U.S. Senators Dick Durbin (D-IL), Frank Lautenberg (D-NJ), Dianne Feinstein (D-CA) and Mary Landrieu (D-LA) today announced that the Senate Appropriations Committee has accepted their amendment on a bi-partisan basis to restore $100 million in funding for High Speed and Intercity Passenger Rail grants. As rail travel continues to grow in popularity as an alternative to other forms of transportation, this investment will create jobs by putting unemployed construction workers and private companies back to work upgrading our transportation infrastructure without adding one penny to America's debt.
"High speed rail funding is more than just creating short-term construction jobs. Every dollar we spend on rail produces $3 in economic output," said Durbin, a Co-Chair and founding member of the Bi-Cameral High- Speed & Intercity Passenger Rail Caucus. "We are already seeing the impact in Illinois where a $1.1 billion Recovery Act investment is putting construction crews to work upgrading infrastructure for high speed rail service from Chicago-to-St. Louis. Congress has maintained a commitment to high speed and intercity rail for over a decade. This amendment will continue that commitment and allow more communities in Illinois to benefit from faster, more reliable passenger rail service. I am grateful for the bipartisan support this modest investment received today and thank Senators Lautenberg, Feinstein and Landrieu for their efforts."
"Rail service is the lifeblood of New Jersey's economy and I will continue fighting to strengthen it for our commuters," said Senator Lautenberg, a member of the Senate Appropriations Subcommittee on Transportation, Housing and Urban Development and co-chair of the High-Speed & Intercity Passenger Rail Caucus. "These high speed rail grants will help the United States create a 21st century transportation system. We must make smart investments to expand high-speed rail in New Jersey and throughout the country."

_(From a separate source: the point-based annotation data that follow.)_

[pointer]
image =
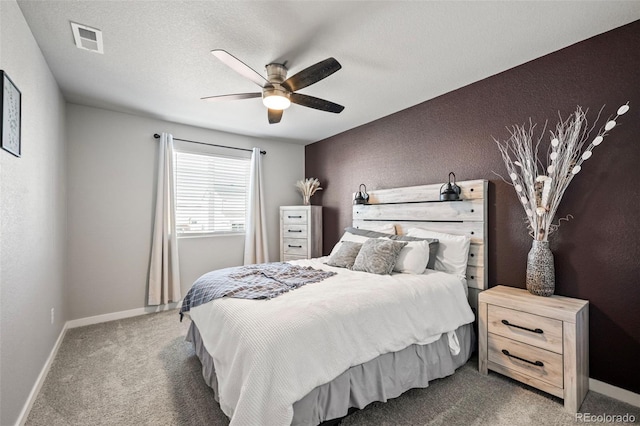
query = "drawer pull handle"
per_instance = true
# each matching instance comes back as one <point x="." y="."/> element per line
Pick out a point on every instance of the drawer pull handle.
<point x="536" y="363"/>
<point x="537" y="330"/>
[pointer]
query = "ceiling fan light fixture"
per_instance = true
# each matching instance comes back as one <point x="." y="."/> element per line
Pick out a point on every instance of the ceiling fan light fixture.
<point x="275" y="100"/>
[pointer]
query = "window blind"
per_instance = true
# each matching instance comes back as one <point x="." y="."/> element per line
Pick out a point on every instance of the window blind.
<point x="211" y="193"/>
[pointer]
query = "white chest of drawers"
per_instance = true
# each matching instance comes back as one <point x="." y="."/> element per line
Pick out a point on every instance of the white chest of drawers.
<point x="540" y="341"/>
<point x="300" y="232"/>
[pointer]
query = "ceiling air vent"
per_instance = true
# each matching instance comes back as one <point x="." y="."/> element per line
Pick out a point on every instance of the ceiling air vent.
<point x="87" y="38"/>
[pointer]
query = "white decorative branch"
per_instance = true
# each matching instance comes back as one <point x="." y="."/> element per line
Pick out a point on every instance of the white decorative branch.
<point x="540" y="184"/>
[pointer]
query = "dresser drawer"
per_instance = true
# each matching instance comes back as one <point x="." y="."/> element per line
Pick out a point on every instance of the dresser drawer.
<point x="288" y="257"/>
<point x="294" y="231"/>
<point x="549" y="370"/>
<point x="531" y="329"/>
<point x="297" y="217"/>
<point x="294" y="246"/>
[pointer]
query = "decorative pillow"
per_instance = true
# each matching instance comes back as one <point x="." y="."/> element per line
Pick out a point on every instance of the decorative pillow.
<point x="378" y="256"/>
<point x="453" y="250"/>
<point x="433" y="242"/>
<point x="433" y="247"/>
<point x="413" y="258"/>
<point x="347" y="236"/>
<point x="346" y="255"/>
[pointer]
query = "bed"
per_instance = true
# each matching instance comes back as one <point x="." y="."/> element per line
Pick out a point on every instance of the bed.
<point x="312" y="354"/>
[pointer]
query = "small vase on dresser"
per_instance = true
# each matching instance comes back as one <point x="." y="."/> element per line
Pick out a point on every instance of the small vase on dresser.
<point x="540" y="269"/>
<point x="300" y="232"/>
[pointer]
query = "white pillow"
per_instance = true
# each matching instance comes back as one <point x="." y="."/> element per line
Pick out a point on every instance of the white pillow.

Rail travel is experiencing consistent growth across America. In FY2010 Amtrak ridership hit a record high of 28.7 million passengers and ridership is on pace to break that record at the end of FY2011. States and communities around the country are eager for federal funds to help promote high speed and intercity rail. Last year, the Department of Transportation received nearly 100 applications for high speed rail funding, but only able to fulfill fewer than half of those requests.
Senator Dianne Feinstein (D-CA.) said, "California is ready and willing to put high-speed rail funds to work, creating thousands of jobs, modernizing the state's infrastructure and reducing pollution. I offered this amendment because we can't turn our backs on a project that will invest in the future and put Californians back to work."
"The funding for high speed rail provided in this bill is a worthwhile investment that will create jobs and provide easier and more convenient modes of transit. It is fully paid for and does not increase the deficit by a single penny," Senator Landrieu said. "I urge the state of Louisiana to pursue a portion of this funding to help complete a much-needed high-speed rail line between New Orleans and Baton Rouge."
The Durbin-Lautenberg-Feinstein-Landrieu amendment is completely paid for with unobligated funds for old earmarks and project funding that is slated to expire. These old and soon-to-expire earmarks are still on the books at the U.S. Department of Transportation and should be available for today's transportation infrastructure needs like high speed and intercity passenger rail.
The High Speed and Intercity Passenger Rail Program -- created in June 2009 -- will help build an efficient, high-speed and emerging high speed passenger rail network connecting major population centers 100 to 600 miles apart. In the short-term, the program aims to aid economic recovery efforts and lay the foundation for this high-speed passenger rail network through targeted investments. As part of the American Recovery and Reinvestment Act, $8 billion was awarded nationwide under this program.